Is there a more efficient way to do this? I have access to a GPU if that helps

CodePudding user response：

I optimized your code the following way:

import random
import string
import time

chemicals_list = ["chemical1", "chemical2", ..., "chemical100000"]

abstracts_list = ["abstract1 is very very very long", "abstract2 is very very very VERY long", ..., "abstract50000000 is pretty long as well"]

frequency_dict = {}
text = ' '.join(abstracts_list)  # make one big string
for c in chemicals_list:
    # you might want to consider fuzzy word matching (see fuzzywuzzy python lib)
    frequency_dict[c] = text.count(c)

I ran a test locally and I saw a massive speed improvement in my test case. It's a good idea to avoid python loops if you want perfomance. There might even exist some function so that no python loop is needed, but I didn't really search. Also try using numpy/scipy where you can so you can use precompiled c functions. When you have tried all of that, then you can start thinking of multithreading.

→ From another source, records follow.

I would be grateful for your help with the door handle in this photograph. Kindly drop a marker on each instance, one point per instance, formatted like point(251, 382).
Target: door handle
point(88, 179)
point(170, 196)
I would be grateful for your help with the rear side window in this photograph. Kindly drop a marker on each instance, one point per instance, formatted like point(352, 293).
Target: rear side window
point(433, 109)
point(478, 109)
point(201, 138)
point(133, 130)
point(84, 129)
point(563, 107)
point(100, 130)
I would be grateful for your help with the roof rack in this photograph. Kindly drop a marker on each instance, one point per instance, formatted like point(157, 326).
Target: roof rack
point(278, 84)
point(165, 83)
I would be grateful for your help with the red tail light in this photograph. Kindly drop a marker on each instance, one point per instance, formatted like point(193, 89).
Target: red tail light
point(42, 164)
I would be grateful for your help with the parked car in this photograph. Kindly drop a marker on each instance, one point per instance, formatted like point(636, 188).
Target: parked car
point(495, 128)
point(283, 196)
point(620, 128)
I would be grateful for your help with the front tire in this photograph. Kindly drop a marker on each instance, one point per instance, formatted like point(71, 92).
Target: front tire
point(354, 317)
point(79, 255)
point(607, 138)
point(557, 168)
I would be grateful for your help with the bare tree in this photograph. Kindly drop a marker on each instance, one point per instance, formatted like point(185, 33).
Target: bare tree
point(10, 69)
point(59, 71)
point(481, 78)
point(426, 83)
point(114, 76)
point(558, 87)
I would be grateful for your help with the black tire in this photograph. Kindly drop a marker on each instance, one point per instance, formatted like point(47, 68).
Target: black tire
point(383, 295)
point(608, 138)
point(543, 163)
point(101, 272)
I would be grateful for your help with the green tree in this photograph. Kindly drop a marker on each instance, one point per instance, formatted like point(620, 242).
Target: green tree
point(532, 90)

Also consider posting this on https://codereview.stackexchange.com/ where it's more appropriate to ask for a review/improvement.

CodePudding user response：

You could use collections.Counter along with generator expression

class collections.Counter([iterable-or-mapping])

A Counter is a dict subclass for counting hashable objects. It is a collection where elements are stored as dictionary keys and their counts are stored as dictionary values. Counts are allowed to be any integer value including zero or negative counts. The Counter class is similar to bags or multisets in other languages.

exact_identities = map(lambda x:f' {x} ',chemical_list)
#note that abs_list != abs_text_conditioned
abs_texts_conditioned = (abstract_text
                         for exact_identity in exact_identities
                         for abstract_text in abstracts_list
                         if exact_entity in abstract_text)
freq_counted = Counter(abs_text_conditioned)